Faculty of Agriculture, University of Zagreb, Svetošimunska c. 25, 10000 Zagreb, Croatia.
Plants (Basel). 2023 Jan 5;12(2):254. doi: 10.3390/plants12020254.
The development of bioinformatic solutions is guided by biological knowledge of the subject. In some cases, we use unambiguous biological models, while in others we rely on assumptions. A commonly used assumption for genomes is that related species have similar genome sequences. This is even more obvious in the case of chloroplast genomes due to their slow evolution. We investigated whether the lengths of complete chloroplast sequences are closely related to the taxonomic proximity of the species. The study was performed using all available sequences from the asterid and rosid clades. In general, chloroplast length distributions are narrow at both the family and genus levels. In addition, clear biological explanations have already been reported for families and genera that exhibit particularly wide distributions. The main factors responsible for the length variations are parasitic life forms, IR loss, IR expansions and contractions, and polyphyly. However, the presence of outliers in the distribution at the genus level is a strong indication of possible inaccuracies in sequence assembly.

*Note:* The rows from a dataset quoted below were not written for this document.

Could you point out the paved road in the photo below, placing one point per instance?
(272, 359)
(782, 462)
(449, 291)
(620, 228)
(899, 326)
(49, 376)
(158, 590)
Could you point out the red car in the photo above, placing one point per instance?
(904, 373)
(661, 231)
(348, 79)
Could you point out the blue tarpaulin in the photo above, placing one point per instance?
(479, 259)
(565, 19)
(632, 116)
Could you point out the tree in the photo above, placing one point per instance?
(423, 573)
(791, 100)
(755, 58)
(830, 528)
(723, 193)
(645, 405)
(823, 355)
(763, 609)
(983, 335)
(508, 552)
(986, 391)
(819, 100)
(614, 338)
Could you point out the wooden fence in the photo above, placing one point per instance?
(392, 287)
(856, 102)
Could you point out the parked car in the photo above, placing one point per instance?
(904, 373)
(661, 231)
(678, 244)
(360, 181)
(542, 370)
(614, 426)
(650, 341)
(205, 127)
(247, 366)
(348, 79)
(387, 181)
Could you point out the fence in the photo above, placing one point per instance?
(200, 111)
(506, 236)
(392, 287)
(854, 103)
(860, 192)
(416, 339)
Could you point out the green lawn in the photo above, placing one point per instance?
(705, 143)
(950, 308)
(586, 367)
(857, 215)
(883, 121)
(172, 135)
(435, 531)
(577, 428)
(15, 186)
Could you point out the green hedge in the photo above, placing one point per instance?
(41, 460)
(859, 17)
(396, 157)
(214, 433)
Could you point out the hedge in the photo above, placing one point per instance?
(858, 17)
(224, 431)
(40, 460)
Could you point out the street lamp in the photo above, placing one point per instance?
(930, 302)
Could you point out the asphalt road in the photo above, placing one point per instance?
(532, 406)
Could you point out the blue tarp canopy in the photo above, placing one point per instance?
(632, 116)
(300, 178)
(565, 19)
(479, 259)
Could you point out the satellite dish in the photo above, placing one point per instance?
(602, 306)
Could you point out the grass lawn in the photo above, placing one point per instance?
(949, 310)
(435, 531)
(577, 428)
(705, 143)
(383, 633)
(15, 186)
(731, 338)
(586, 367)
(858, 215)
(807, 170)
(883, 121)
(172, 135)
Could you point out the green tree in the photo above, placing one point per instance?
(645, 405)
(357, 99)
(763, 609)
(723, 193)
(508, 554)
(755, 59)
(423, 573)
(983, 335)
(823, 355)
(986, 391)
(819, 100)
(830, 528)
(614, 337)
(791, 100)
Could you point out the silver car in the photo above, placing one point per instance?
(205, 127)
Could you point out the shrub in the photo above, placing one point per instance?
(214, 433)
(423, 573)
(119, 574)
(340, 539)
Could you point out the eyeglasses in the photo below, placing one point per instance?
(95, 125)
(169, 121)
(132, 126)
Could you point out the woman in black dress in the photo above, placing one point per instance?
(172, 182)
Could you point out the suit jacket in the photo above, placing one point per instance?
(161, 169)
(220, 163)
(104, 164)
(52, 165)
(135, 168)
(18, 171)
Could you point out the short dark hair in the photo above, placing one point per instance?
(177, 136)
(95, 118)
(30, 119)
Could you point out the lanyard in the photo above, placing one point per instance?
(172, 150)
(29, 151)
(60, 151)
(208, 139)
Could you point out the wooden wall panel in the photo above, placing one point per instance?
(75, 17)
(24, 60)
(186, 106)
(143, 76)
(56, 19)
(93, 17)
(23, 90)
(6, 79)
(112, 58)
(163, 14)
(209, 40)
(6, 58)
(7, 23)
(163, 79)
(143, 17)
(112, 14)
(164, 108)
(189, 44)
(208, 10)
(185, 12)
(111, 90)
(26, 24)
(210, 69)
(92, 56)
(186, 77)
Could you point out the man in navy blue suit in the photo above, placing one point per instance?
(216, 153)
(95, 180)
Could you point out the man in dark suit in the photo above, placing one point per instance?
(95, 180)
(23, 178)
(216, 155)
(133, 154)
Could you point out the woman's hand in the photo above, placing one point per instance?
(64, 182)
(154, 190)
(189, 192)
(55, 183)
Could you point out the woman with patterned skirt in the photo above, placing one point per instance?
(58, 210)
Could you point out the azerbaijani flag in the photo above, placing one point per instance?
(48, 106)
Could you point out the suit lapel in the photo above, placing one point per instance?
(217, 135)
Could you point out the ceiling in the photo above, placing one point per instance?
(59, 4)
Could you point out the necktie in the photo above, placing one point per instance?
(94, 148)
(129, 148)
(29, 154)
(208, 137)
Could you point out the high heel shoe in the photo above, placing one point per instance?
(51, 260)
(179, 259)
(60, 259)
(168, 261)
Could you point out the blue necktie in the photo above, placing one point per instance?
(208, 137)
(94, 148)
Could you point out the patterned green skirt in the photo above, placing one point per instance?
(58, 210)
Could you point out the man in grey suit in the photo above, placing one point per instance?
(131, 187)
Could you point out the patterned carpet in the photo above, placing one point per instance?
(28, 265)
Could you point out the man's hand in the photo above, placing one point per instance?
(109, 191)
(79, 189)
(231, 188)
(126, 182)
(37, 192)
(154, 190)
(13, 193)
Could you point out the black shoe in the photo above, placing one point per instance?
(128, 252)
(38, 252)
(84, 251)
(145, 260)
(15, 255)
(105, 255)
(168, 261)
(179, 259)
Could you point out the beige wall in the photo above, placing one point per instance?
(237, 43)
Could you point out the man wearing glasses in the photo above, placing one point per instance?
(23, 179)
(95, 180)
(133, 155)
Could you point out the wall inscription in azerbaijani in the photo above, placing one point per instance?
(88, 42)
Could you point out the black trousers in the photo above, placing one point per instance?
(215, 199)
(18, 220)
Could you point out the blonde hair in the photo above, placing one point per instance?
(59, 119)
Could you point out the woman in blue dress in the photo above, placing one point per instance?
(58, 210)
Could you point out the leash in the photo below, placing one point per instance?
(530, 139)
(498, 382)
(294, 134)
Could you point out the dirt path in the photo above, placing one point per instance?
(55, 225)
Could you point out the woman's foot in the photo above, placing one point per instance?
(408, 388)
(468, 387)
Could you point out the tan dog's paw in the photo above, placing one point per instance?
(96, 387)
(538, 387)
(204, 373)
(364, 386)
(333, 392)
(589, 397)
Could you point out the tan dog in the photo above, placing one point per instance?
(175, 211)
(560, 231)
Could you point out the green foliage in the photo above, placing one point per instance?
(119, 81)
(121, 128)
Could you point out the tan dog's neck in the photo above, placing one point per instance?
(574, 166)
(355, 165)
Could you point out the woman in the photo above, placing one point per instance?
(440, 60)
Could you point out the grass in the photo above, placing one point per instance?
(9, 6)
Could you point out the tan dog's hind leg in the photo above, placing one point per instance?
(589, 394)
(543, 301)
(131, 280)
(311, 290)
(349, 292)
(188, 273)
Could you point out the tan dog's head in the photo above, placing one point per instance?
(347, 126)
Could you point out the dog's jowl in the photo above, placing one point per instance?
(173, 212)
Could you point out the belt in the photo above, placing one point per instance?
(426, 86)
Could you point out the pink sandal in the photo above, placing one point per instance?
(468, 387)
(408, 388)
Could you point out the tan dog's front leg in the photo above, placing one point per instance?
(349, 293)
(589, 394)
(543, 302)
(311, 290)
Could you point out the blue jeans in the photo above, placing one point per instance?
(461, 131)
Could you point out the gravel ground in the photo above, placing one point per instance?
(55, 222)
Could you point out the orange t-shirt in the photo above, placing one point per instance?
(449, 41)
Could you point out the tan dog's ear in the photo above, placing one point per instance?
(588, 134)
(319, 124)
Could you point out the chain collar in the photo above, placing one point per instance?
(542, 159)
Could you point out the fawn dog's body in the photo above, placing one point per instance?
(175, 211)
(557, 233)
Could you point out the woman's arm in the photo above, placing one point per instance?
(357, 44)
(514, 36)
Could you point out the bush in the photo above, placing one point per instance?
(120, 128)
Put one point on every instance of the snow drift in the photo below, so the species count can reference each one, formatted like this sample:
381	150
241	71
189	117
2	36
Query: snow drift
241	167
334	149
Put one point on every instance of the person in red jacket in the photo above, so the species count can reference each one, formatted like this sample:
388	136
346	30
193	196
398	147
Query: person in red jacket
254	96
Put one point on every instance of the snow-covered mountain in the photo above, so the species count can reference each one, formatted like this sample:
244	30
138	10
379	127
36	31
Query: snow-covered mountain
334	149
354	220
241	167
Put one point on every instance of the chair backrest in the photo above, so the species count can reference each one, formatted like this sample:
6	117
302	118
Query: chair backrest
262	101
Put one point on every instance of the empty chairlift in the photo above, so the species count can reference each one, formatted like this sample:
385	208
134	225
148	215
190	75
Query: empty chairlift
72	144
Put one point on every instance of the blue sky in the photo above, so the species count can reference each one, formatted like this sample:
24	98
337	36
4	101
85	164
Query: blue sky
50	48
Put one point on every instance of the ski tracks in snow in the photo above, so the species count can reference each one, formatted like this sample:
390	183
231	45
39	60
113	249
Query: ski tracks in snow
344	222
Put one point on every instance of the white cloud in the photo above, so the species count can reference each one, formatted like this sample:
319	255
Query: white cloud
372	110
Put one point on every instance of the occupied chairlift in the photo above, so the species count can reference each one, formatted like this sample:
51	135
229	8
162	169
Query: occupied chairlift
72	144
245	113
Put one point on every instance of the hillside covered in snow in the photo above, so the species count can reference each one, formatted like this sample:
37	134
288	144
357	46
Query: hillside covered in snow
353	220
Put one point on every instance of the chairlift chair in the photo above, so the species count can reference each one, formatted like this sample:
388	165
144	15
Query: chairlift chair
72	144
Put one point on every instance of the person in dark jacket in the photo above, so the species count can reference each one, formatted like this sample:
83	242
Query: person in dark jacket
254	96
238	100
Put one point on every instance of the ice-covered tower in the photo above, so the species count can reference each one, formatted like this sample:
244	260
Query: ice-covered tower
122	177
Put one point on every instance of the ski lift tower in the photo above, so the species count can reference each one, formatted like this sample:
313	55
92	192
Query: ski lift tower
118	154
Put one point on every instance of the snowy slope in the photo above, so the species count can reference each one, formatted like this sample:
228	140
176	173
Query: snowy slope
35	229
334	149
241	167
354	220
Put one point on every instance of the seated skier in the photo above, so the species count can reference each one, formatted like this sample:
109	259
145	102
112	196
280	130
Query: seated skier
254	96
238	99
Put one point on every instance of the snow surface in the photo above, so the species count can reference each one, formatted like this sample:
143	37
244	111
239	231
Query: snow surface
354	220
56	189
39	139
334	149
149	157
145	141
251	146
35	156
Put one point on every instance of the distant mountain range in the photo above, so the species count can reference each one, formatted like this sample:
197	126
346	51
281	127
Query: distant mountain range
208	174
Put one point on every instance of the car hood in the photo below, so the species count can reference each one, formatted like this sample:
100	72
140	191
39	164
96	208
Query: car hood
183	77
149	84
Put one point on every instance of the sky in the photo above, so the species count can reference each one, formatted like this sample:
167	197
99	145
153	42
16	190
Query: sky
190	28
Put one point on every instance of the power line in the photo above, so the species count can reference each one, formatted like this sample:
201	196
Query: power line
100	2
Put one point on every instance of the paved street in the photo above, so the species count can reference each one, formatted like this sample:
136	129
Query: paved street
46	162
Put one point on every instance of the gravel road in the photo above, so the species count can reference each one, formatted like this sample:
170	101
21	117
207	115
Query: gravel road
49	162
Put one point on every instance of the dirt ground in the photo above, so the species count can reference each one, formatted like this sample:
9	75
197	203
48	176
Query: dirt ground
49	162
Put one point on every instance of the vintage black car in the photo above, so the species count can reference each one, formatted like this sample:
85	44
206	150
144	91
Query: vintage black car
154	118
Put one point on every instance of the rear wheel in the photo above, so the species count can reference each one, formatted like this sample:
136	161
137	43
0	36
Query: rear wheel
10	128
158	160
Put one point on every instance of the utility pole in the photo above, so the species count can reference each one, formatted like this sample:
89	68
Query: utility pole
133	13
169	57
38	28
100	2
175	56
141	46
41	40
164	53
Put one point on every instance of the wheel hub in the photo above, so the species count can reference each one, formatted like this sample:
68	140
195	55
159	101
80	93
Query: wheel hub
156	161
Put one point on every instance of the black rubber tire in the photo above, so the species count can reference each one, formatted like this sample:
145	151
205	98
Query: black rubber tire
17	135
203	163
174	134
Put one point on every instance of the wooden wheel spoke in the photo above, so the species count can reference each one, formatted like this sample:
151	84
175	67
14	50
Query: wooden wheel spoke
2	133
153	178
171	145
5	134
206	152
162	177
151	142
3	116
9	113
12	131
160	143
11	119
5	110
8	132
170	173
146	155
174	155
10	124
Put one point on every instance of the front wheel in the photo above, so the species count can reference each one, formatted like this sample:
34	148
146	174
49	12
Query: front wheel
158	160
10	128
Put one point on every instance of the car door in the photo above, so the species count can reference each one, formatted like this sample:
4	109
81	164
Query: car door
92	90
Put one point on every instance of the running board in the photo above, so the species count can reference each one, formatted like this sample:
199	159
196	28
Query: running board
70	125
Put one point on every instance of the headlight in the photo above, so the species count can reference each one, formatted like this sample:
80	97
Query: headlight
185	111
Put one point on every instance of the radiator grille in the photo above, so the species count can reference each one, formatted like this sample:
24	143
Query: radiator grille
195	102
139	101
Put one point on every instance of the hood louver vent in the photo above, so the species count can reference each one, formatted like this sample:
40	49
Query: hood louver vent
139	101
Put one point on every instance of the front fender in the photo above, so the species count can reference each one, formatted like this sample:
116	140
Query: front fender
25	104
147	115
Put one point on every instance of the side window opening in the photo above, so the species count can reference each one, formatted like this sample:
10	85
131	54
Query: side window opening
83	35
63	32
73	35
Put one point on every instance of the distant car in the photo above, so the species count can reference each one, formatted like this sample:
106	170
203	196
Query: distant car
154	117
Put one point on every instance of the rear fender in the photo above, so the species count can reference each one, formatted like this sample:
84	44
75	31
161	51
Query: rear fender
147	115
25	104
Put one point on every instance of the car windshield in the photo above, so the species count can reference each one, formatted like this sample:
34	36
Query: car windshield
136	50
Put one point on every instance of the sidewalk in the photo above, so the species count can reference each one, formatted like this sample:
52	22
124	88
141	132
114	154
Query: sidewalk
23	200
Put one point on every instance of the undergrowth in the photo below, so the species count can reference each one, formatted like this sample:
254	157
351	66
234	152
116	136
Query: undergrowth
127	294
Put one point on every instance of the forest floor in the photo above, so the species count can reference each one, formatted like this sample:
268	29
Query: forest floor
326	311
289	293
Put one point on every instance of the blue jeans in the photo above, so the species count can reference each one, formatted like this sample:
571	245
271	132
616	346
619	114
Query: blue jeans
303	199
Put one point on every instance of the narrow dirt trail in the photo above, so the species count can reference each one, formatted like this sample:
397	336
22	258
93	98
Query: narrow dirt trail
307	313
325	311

生物信息学解决方案的开发以该学科的生物学知识为指导。在某些情况下,我们使用明确的生物学模型,而在其他情况下,我们依赖假设。对于基因组,一个常用的假设是相关物种具有相似的基因组序列。由于叶绿体基因组进化缓慢,这种情况在叶绿体基因组中更为明显。我们研究了完整叶绿体序列的长度是否与物种的分类学亲缘关系密切相关。该研究使用了菊分支和蔷薇分支的所有可用序列进行。总体而言,叶绿体长度分布在科和属水平上都很窄。此外,对于那些表现出特别宽分布的科和属,已经有了明确的生物学解释。造成长度变化的主要因素是寄生生活形式、反向重复序列(IR)丢失、IR扩展和收缩以及多系性。然而,属水平分布中异常值的存在强烈表明序列组装可能存在不准确之处。